December 13, 2007

Letter to the Paper LIX

InsideCatholic.com is hosting a war debate on the moral justness of the Iraq War. The first installment is the pro-war opening prompted me to write the following:


There is a real need for Catholics to agree on the facts of the Iraq war. When did it start, end, what are the stakes, these are all things that are in contention and create unnecessary acrimony. The stakes are often minimized and when it happens, of course the cost looks much more unreasonable.

We are currently running the very dangerous end game of a multi-century decline of the Islamic civilization (this decline predates US independence). Go read Bernard Lewis for the details. There is a real need that there is a way out for the muslims but a pernicious interlocking web of pathologies has prevented a fix for centuries and it's just getting worse.

At the same time we are on the verge of a revolution in military affairs where smaller and smaller groups can create larger and larger amounts of trouble, the ultimate expression being the "superempowered individual" a real life embodiment of every James Bond villian you've ever seen. Osama Bin Laden is just an early model. It goes downhill from him.

We are still at war with N. Korea. We were still at war with Iraq. These sorts of extended cease fires have happened all the time in the history of diplomatic affairs and the Vatican has certainly encountered them before. To deny these diplomatic facts is to ignore an important point of reality. You cannot ignore reality and hope to arrive at a proper moral judgment as to the justness of a war.

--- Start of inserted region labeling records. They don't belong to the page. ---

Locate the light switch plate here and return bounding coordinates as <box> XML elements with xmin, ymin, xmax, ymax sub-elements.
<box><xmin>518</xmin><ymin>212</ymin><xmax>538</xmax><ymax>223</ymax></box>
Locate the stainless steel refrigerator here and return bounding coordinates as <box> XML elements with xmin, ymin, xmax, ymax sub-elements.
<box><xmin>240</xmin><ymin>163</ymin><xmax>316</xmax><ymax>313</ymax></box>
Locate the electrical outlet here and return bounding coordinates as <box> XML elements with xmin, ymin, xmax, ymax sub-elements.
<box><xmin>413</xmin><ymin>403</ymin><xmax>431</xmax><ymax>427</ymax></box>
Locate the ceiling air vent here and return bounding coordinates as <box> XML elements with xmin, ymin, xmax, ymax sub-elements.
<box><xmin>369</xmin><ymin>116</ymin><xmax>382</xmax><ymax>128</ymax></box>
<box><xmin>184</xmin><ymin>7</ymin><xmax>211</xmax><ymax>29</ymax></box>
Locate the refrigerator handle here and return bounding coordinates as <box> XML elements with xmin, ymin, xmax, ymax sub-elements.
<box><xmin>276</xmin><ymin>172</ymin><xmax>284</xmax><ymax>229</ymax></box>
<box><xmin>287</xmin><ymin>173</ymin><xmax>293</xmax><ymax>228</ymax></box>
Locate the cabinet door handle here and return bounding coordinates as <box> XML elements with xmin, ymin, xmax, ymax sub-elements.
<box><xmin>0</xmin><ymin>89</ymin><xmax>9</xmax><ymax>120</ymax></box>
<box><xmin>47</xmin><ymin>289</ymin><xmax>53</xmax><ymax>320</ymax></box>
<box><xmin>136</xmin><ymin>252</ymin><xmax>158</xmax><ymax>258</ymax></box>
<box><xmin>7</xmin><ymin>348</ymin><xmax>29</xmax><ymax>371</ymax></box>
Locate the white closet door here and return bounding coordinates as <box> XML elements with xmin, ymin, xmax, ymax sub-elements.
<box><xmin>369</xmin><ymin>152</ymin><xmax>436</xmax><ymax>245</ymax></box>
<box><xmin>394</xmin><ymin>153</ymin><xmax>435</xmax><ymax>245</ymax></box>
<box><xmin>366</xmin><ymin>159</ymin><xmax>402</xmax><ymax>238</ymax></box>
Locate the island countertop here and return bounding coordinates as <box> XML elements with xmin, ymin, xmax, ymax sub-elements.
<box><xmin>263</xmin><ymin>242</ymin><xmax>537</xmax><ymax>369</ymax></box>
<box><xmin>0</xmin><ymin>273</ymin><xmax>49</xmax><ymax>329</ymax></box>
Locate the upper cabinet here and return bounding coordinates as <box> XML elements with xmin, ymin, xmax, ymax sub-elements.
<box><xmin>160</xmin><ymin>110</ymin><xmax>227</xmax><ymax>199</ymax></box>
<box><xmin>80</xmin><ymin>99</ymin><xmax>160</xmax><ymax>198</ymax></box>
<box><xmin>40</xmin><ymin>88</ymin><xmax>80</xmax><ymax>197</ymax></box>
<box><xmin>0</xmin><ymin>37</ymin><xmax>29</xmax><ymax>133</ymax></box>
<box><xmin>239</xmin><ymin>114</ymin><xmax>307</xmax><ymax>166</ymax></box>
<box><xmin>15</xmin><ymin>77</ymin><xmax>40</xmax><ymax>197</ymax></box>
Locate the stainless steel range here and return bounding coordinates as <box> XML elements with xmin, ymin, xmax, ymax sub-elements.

The overflights of Iraqi airspace were not police runs. The US military never conceived of them as police actions and its police arms (military police/shore patrol) did not manage them. Our establishment of independent Kurdistan cannot be viewed as a police action. Such an action follows no accepted police model. To call it policing is an abuse of language and has no place in the proper discussion of the justice of war.

It seems now (though history has not yet finalized its say) that Saddam's 2003 nuclear program was a chimera designed to counter a real nuclear weapons program in Iran. To kill someone who tries and succeeds to deceive you into thinking they are armed and an immediate mortal threat to your life is usually not considered immoral. The state equivalent seems to have happened here.

Our best understanding at this point is that this invasion stopped two illegal nuclear weapons programs, Iran's and Libya's. Creating a demonstration effect to improve safety throughout the region was always part of the point of the war. We succeeded at that and those good effects should be put in the balance as to whether or not the war did more good than bad.


I have a feeling I'm going to be writing more in the rest of the debate series.